Engineering-Led Experiments
While experimentation is often associated with marketing and revenue, experimentation is also a valuable process for engineers. There are several experiments engineers can conduct to mitigate risk and optimize their software. In DevCycle, experiments are conducted by creating two or more variations of a feature and comparing their performance using Metrics. Developers can use Metrics to assess the health of their features and improve technical performance. This guide discusses how to conduct engineering-led experiments with Metrics.
Prerequisites
To complete this guide, you may want to review the following topics:
- Creating and Managing Variations
- Random Distribution Targeting
- Feature Experimentation
- Creating a Metric and Metric Types
Metrics in DevCycle
Metrics are how DevCycle measures data based on the custom events you choose to track. For example, you may conduct an experiment to determine what features cause the most errors. In this case, you would create a metric to track error rates.
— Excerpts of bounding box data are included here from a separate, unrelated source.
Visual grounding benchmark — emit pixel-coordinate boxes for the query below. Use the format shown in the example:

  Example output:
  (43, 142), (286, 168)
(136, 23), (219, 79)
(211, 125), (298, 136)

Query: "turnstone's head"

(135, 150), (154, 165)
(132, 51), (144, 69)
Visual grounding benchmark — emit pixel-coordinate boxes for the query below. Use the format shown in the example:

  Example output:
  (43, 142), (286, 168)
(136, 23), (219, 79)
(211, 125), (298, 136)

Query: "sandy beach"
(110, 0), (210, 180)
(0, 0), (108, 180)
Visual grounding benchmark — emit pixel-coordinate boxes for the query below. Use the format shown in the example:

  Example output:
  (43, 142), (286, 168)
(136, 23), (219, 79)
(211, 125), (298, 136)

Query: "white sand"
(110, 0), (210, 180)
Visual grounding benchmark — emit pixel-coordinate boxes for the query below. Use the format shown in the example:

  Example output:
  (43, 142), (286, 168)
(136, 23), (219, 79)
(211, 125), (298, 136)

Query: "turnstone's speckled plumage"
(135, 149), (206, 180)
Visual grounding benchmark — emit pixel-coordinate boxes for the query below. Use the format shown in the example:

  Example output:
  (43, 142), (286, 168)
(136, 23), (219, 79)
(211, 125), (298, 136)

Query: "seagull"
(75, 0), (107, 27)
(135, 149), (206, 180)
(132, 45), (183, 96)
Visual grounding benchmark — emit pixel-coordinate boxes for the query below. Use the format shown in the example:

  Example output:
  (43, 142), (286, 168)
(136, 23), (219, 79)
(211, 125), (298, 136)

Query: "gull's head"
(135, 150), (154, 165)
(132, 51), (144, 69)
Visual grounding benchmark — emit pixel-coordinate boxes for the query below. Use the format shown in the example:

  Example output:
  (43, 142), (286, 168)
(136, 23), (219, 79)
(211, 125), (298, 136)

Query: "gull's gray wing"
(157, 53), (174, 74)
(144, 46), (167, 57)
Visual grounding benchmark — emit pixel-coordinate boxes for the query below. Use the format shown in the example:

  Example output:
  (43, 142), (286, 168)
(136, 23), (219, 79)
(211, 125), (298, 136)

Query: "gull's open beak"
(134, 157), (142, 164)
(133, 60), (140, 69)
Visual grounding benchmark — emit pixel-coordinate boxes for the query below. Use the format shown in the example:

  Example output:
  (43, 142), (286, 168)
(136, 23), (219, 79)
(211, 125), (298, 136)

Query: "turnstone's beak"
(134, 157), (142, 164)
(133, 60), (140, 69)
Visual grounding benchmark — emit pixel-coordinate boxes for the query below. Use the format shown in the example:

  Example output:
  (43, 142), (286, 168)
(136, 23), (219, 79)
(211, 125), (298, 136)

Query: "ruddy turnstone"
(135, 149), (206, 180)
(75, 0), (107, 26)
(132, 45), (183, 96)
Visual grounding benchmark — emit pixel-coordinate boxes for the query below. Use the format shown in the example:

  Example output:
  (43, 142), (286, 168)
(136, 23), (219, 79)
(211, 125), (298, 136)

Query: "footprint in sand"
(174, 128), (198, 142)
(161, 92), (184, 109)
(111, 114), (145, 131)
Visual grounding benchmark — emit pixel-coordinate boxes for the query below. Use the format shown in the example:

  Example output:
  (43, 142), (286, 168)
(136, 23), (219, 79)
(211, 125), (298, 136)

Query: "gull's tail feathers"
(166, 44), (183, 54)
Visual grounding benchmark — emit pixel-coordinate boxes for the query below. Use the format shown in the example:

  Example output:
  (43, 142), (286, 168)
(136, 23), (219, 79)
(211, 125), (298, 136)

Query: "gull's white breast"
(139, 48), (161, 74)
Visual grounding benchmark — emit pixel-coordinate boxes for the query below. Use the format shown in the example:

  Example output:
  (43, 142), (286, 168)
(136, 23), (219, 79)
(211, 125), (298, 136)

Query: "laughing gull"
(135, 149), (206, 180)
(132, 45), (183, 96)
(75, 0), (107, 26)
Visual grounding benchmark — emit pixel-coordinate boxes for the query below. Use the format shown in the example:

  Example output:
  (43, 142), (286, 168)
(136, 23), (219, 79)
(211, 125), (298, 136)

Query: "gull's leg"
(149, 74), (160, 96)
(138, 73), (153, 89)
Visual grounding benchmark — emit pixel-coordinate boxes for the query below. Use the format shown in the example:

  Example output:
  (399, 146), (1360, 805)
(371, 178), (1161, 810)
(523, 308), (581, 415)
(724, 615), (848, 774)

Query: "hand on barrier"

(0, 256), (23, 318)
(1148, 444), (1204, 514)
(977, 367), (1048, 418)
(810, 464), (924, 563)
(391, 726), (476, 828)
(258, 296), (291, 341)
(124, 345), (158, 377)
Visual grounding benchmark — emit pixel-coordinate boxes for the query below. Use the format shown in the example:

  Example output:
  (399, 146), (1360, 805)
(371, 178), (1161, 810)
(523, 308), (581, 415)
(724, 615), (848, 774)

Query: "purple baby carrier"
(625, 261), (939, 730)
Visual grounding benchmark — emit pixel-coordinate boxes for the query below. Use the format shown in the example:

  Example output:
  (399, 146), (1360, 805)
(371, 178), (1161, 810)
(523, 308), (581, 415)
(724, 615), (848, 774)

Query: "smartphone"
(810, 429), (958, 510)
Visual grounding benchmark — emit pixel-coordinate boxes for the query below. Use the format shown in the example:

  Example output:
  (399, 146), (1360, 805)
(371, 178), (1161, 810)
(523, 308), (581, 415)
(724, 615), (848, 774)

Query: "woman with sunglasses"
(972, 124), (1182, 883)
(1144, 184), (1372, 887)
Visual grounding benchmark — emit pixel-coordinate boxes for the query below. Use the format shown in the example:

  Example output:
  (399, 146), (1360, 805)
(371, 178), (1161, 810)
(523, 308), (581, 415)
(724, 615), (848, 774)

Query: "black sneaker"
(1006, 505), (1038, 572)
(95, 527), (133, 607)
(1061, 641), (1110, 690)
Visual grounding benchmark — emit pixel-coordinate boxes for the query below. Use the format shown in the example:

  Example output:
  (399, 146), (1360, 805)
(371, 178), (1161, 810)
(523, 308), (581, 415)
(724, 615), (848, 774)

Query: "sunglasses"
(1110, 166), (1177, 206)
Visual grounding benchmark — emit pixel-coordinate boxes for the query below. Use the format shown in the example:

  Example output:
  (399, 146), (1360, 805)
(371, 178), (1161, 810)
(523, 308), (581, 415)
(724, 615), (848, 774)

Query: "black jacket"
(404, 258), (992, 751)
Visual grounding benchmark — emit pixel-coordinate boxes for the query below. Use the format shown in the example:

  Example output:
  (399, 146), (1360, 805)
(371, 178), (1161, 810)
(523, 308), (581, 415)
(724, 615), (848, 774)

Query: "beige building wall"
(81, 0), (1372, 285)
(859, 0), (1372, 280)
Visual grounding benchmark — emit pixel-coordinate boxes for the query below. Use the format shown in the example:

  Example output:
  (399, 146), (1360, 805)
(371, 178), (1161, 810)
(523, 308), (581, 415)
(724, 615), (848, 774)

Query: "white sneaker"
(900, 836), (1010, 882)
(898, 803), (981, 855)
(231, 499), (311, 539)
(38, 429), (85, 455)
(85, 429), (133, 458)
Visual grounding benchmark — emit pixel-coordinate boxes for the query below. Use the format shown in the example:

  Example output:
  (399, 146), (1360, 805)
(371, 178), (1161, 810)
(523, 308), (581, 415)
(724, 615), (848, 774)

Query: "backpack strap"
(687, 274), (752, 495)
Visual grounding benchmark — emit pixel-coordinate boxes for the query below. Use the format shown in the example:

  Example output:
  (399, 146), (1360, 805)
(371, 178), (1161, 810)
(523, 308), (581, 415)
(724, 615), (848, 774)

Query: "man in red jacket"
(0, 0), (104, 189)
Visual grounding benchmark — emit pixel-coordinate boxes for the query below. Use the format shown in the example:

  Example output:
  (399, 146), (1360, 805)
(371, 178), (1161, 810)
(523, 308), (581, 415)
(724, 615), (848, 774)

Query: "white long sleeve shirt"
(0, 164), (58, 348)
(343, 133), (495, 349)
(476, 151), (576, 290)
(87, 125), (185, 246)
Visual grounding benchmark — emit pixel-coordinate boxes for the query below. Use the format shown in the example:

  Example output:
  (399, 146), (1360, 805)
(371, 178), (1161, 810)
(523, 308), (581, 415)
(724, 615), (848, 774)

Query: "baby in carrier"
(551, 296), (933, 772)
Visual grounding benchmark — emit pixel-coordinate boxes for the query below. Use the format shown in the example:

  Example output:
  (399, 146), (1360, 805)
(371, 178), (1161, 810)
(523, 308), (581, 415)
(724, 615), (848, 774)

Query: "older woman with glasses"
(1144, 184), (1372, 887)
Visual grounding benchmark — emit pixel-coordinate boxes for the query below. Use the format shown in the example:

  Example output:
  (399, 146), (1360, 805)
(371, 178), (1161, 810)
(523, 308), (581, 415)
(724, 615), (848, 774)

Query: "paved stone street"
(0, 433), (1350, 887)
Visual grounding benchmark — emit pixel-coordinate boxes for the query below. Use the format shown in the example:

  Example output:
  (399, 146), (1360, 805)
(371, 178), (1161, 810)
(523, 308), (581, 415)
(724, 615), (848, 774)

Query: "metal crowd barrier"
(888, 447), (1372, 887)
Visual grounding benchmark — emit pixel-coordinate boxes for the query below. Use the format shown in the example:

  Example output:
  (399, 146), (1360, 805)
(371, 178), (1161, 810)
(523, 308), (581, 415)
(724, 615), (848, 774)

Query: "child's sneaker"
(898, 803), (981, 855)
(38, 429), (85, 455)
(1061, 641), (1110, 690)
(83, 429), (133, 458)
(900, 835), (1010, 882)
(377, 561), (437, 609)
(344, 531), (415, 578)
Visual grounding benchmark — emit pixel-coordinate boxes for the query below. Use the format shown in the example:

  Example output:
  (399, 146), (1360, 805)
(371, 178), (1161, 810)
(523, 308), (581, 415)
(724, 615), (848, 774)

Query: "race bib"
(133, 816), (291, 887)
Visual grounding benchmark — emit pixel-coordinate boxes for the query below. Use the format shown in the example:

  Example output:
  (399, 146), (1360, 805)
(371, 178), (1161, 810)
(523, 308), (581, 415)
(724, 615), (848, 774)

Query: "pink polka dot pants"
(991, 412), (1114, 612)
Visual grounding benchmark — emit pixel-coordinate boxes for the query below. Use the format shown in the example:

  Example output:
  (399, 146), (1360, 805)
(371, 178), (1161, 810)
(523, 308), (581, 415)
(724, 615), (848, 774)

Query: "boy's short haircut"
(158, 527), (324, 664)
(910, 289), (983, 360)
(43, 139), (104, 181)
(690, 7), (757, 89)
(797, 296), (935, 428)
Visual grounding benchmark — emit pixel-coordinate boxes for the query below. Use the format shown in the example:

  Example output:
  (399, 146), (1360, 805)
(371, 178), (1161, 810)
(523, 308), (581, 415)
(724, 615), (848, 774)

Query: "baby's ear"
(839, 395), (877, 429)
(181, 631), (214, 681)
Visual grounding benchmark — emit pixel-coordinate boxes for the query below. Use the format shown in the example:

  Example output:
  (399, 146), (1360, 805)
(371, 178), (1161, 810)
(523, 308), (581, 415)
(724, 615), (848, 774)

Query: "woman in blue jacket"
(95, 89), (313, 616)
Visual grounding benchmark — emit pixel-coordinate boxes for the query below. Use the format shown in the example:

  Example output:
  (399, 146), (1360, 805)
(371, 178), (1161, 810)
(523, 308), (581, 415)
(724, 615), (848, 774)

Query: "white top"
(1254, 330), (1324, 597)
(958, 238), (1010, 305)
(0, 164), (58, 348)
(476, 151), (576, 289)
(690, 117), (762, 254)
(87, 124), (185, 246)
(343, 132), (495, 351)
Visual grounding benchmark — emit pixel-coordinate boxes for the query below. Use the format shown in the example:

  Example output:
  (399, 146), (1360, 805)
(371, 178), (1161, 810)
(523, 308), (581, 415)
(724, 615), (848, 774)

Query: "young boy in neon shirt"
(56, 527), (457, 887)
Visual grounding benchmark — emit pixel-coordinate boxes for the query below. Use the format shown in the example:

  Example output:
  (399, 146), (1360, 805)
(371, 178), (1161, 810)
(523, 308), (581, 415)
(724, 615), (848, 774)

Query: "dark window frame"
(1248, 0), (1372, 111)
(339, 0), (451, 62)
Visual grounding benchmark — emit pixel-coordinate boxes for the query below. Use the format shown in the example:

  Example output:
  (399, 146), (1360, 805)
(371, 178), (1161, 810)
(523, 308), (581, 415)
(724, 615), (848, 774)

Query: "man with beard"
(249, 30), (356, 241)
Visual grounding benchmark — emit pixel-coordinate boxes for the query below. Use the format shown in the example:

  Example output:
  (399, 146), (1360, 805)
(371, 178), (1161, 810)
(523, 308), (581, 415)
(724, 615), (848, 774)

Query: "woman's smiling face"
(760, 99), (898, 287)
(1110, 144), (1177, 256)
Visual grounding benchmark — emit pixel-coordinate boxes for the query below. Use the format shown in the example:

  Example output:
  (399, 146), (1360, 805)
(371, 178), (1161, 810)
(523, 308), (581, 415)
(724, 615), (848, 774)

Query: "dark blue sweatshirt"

When you create a metric, it is not tied to a specific feature; they can be defined once and applied to as many features as desired. For instance, we could use the same error metric to determine the error rate of other features.
To learn how to create a metric, read Creating and Managing Metrics.
Metrics are available to all customers on any plan. However, Metrics rely on custom events that incur extra costs. These costs will be added to your existing plan. To learn more, read about our pricing, or contact us at support@devcycle.com.
Calculating Metrics by Tracking Events
To calculate Metrics, DevCycle uses custom events sent via the API or SDKs. The event data automatically includes which user sent it and which Feature and Variation they were in at that time. To track custom events, we can use the track
function in the DevCycle SDKs. For instance, if we want to track errors in a JavaScript program, we would add the following code within the onerror
event handler:
const event = {
type: 'error_event', // this is required
metaData: {
'Message': error_message
'Line': line_number
}
}
devcycleClient.track(event)
As shown in the code above, we created the event
object and passed it into the track
function. This sends the event information to DevCycle to calculate the metric.
The type
field in the object must correspond to the Event Type you defined when you created a metric. This is not to be confused with the Type selected from the dropdown.
If your Metric was a numerical Type (such as Sum Per User, Total Average, etc.) you may want to provide a value within your event
. Some numerical data you may want to track are latency, load time, number of API calls, etc. Adding a numerical value to your object in JavaScript would look something like this:
const event = {
type: 'page_load_time',
value: 4000
}
devcycleClient.track(event)
You can include other data within the event
object such as date, target, and metadata. For more information about tracking custom events with our other SDKs, refer to Tracking Custom Events.
Once you have set up the SDK to send custom events, you can apply your Metric to a feature.
Suggested Metrics
Metrics are a valuable tool for measuring the technical performance of your system. The following list provides some common metrics engineers may choose to track:
- error rate
- request latency
- time to first paint frontend / page load times
- server load / number of API calls
- API response time
- code path processing times
- time on page
- internal build time
Conducting Experiments
On their own, Metrics are already a valuable tool for monitoring app health. Experimentation takes Metric data a step further. Using Metrics for experimentation enables you to be proactive about risk mitigation and technical optimization before fully releasing features.
Create a Roadmap
Creating a roadmap will aid in the management of your experiments. Make sure you record the experiment’s purpose, hypothesis, features and variations involved, metrics, and the length of the experiment.
Generating a Hypothesis
A well-planned experiment is an effective experiment. Before building your experiment, define what you would like to achieve. Formulate a brief yet specific explanation of what you’re trying to prove and why. Provide context by referring to prior bugs, user feedback, or anything else that prompted you to conduct the experiment.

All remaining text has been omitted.